Resolving porpoising the priority for Mercedes

Lewis Hamilton at the wheel of the Mercedes W13

Resolving porpoising is a first order priority for Mercedes according to both George Russell and Lewis Hamilton.

The Mercedes W13 has proved especially susceptive to the aerodynamic bouncing known as porpoising.

It’s a phenomena directly related to the reintroduction of ground effects into Formula 1 for 2022.

As cars increase in speed, the downforce effect created by the tunnels under the floor increases, effectively sucking the car to the road.

However, when the airflow stalls the car’s ride height rises, at which point the airflow reattaches and sucks it back down.

That process happens rapidly, with some cars more susceptible than others.

According to the team’s drivers, resolving the W13’s tendency to porpoise is the key to unlocking further potential in the car.

“I’m sure there are other things we need to work on but the thing is, when you’ve got something so standout, that is clearly your biggest limitation, that shadows everything else from the car,” Russell said when asked by if porpoising was the only issue affecting the car.

“If we didn’t have that issue, we’d be looking at solving other issues and find even more performance.

“So that is our big limitation currently that all of our focus is there whereas probably the teams who have solved the issues are now focusing on the next area, you know, slightly less priority, but it’s still performance.”

By resolving the porpoising issue, Hamilton hopes the team will be able to gain downforce and make steps towards the likes of Ferrari and Red Bull.

“We know, because of this porpoising, we don’t have the downforce we need,” he said when asked what Mercedes’ next biggest focus was.

“That’s why we can’t get close to the other guys. They’ve got their car in a much better position.”

The seven-time world champion identified ride quality as a key focus for the team too.

“The ride quality is probably something that needs to be improved with the car, not only with that bouncing, but it’s in a lot of other places as well,” he added.

“In any Formula 1 car, for all the years, even my first year, you would always ask for more rear downforce; more, more, more, more, more downforce.

“Then you can use the mechanical balance and wing to counteract that.

“If you can get on the power earlier than everybody else, it pays dividends down the straights.”

Helping Mercedes’ cause in getting on top of the porpoising is the early season schedule.

Following back-to-back events in Bahrain and Saudi Arabia to start the year, there’s a week off before the Australian Grand Prix.

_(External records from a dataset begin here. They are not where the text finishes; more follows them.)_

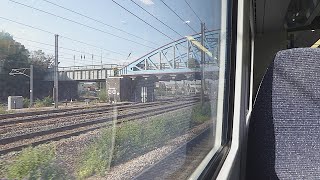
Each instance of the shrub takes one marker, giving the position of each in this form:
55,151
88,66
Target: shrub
95,159
34,163
45,102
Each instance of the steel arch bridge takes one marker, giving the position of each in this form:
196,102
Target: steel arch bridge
181,56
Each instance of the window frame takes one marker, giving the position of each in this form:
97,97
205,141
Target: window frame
212,169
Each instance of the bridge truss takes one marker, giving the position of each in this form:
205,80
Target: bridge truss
181,56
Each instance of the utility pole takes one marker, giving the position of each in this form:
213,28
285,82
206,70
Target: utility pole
31,86
202,63
56,75
22,71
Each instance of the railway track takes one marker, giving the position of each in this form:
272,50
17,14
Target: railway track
80,124
181,162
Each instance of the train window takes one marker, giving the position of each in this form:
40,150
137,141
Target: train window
115,89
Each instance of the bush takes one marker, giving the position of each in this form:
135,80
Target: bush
34,163
45,102
96,157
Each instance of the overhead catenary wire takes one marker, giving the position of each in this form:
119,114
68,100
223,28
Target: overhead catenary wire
84,25
142,20
193,11
70,49
98,21
33,27
177,15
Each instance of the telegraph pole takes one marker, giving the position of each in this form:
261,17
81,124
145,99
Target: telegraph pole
22,71
55,78
202,64
31,85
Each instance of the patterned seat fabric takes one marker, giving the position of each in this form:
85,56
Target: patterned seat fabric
284,132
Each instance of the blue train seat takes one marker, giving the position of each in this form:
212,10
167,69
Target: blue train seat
284,132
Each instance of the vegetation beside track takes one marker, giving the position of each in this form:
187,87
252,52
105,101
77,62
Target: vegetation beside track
131,139
34,163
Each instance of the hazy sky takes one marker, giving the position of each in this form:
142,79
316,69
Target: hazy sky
109,13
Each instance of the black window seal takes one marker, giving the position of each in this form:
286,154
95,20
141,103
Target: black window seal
214,166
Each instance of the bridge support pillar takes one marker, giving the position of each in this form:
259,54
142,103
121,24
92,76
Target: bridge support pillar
138,89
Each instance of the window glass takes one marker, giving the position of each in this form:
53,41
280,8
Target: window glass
115,89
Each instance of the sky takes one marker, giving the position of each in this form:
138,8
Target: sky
118,37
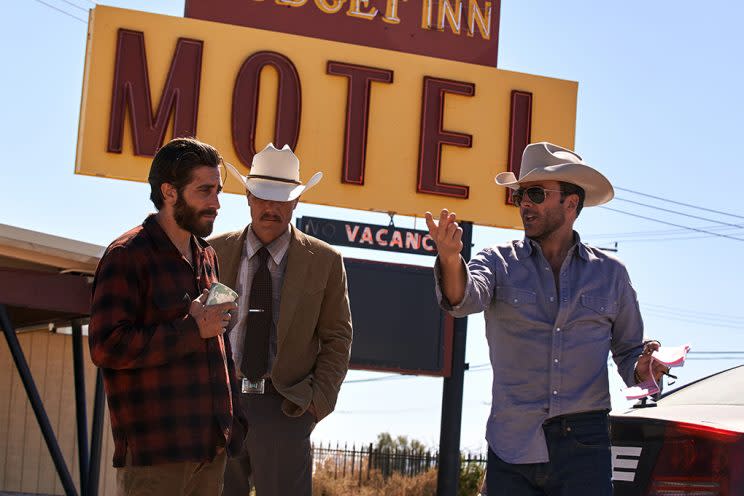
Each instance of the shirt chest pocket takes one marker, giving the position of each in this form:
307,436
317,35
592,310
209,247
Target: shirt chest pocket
596,306
515,297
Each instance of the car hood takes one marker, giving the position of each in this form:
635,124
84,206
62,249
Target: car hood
729,417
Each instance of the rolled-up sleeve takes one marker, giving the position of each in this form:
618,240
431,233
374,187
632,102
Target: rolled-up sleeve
627,330
480,280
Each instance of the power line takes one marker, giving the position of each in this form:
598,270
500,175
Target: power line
75,5
680,203
676,212
62,11
672,224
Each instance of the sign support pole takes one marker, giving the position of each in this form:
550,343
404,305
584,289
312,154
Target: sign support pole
448,477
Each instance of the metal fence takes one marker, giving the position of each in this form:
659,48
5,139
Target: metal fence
360,462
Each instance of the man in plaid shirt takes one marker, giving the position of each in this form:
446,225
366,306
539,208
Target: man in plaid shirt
168,371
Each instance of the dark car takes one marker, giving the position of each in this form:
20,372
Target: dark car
690,443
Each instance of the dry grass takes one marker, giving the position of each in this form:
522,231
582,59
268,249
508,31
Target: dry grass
324,484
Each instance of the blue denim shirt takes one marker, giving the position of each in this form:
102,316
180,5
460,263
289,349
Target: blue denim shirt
548,346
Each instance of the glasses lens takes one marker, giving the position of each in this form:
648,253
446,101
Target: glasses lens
535,194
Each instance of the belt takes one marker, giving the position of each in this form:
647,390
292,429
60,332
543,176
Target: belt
259,386
575,418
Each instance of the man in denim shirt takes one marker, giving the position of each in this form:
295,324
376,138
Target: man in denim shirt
554,308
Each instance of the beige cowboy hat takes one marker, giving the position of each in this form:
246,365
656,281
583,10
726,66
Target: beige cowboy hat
548,162
275,175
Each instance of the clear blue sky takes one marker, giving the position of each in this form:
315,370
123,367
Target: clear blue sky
659,112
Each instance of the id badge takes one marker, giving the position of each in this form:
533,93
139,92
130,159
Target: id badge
252,387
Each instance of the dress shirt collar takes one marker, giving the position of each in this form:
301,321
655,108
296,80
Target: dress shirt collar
277,248
526,246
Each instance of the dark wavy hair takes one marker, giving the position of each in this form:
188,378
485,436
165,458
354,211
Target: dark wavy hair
174,163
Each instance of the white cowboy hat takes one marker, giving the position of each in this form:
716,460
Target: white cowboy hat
275,175
548,162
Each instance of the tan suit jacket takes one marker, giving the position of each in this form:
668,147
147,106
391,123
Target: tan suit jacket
314,329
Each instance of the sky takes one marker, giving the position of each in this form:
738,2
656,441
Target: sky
659,113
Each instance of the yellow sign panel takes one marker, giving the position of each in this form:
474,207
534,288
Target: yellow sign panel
391,131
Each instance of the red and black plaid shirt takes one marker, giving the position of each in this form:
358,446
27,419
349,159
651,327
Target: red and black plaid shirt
169,390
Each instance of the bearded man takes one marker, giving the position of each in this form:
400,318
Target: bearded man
168,371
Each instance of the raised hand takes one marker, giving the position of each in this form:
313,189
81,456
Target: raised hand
642,366
447,235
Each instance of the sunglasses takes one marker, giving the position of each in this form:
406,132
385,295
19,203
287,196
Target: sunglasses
536,194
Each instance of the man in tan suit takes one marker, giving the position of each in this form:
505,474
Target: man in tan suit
291,337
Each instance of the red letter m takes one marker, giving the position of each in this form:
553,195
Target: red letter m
131,91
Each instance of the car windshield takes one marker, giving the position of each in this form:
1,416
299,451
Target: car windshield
724,388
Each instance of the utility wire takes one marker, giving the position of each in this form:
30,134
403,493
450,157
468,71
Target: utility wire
75,5
672,224
676,212
62,11
680,203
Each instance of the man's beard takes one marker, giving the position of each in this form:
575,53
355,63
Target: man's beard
189,219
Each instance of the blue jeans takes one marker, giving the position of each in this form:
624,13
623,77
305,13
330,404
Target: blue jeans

There’s more time before Round 4, the Emilia Romagna Grand Prix as the first part of the year, while busy, is less packed than the run home.

“So we’re clearly behind our rivals, clearly behind where we want to be, but I think we’re fortunate that the calendar is not so dense at the moment,” Russell noted.

“We’ve got, over the next three and a half months, I think we’re doing only six races.

“When you compare that to post-summer break, you have six races in seven weeks.

“So we are fortunate in that aspect that we’ve got a bit of time to try and get on top of this.”